Sorting with Fibonacci Numbers and a Knuth Reward Check

The following incredibly small sorting algorithm has an $O(n^{4/3})$ worst-case runtime:

def fibonacci_sort(v):
    a, b = 1, 1
    while a * b < len(v):
        a, b = b, a + b

    while a > 0:
        a, b = b - a, a
        g = a * b
        for i in range(g, len(v)):
            while i >= g and v[i - g] > v[i]:
                v[i], v[i - g] = v[i - g], v[i]
                i -= g

As the name implies, it uses the Fibonacci sequence ($1, 1, 2, 3, 5, \dots$) to sort the elements. In this article I will explain how it works, show an interesting divisibility property of the Fibonacci numbers and use that to prove its complexity. I will also explain how I ended up with one of Donald Knuth’s coveted reward checks.

Shellsort

The above sorting algorithm is an instance of the more generic Shellsort. Shellsort, named after Donald L. Shell, does not directly sort all the elements in one step. Rather, it first only sorts subsequences of the array in a process known as $k$-sorting.

$k$-sorting

When $k$-sorting an array you split the elements of the array up in groups, and sort those groups independently from each other. Each group is formed by taking every $k$th value ($k$ is also referred to as the gap), differing only by their starting point. For example, $3$-sorting an array with eight elements looks like this:

Sorting the subsequences independently.

After this step we say the array is $k$-ordered. This means that for all $i$ we have ${A[i] \leq A[i + k]}$. Nothing is (directly) known about the relative order of elements which aren’t separated by a multiple of $k$. Since everything is a multiple of $1$, we see that $1$-ordered is just… sorted.

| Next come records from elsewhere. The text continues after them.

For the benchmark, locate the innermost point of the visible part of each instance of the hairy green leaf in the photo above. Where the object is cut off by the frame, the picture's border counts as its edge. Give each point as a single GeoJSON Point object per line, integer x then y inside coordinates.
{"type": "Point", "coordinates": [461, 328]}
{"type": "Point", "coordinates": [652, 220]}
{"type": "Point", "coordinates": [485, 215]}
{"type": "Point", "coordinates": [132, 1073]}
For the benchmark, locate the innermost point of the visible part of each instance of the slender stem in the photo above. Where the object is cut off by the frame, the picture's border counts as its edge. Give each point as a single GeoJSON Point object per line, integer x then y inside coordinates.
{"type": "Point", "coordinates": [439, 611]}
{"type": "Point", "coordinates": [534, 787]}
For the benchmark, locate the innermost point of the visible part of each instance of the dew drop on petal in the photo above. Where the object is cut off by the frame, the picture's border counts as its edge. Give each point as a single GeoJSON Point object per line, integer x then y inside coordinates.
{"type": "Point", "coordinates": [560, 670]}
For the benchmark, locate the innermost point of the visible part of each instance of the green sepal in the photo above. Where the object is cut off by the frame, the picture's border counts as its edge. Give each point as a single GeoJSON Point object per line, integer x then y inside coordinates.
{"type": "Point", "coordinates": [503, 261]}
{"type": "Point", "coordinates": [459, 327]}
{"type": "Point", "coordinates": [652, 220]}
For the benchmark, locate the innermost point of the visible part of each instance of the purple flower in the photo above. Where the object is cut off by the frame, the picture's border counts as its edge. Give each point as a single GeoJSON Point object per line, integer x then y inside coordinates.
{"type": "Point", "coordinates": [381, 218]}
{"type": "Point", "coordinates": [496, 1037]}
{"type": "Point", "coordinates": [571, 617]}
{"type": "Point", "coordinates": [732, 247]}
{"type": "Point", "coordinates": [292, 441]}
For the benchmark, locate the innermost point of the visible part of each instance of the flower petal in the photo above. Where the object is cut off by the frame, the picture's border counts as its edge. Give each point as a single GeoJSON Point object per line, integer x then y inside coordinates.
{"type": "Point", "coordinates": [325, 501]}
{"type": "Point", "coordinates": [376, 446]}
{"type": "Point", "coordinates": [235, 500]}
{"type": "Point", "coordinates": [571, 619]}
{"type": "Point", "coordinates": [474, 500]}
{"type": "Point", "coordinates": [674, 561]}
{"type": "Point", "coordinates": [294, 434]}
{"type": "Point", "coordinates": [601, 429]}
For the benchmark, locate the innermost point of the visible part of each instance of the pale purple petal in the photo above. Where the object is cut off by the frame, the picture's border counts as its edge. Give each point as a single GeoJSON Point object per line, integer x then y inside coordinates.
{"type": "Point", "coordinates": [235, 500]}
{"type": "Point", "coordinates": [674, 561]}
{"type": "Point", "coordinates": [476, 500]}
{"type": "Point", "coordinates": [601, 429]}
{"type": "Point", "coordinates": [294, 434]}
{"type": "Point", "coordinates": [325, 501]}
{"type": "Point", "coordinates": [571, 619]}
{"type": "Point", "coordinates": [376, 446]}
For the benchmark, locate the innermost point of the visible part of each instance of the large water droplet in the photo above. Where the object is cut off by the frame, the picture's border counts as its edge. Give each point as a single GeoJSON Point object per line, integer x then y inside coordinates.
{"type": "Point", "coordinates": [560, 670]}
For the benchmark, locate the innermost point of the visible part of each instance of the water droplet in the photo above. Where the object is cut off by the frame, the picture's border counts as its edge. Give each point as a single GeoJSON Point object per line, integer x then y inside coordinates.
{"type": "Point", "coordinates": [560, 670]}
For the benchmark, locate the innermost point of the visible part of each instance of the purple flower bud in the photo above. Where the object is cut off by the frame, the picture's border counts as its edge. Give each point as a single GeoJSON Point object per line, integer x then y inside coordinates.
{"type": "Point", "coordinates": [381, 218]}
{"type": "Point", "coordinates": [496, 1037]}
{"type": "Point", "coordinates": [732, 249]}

There is a fascinating property of $k$-sorting that is key to how Shellsort operates:

Theorem 1. If an array is $h$-ordered and then it is $k$-sorted, it remains $h$-ordered as well.

It is surprisingly tricky to prove this simple statement. A proof sketch paraphrased from a formal proof due to Knuth (TAOCP, Vol. 3, Chapter 5.2.1, Theorem K) goes as follows:

Lemma 1. If the last $r$ elements from array $Y$ are bigger or equal to respectively the first $r$ elements from array $X$, then this remains true after sorting both arrays.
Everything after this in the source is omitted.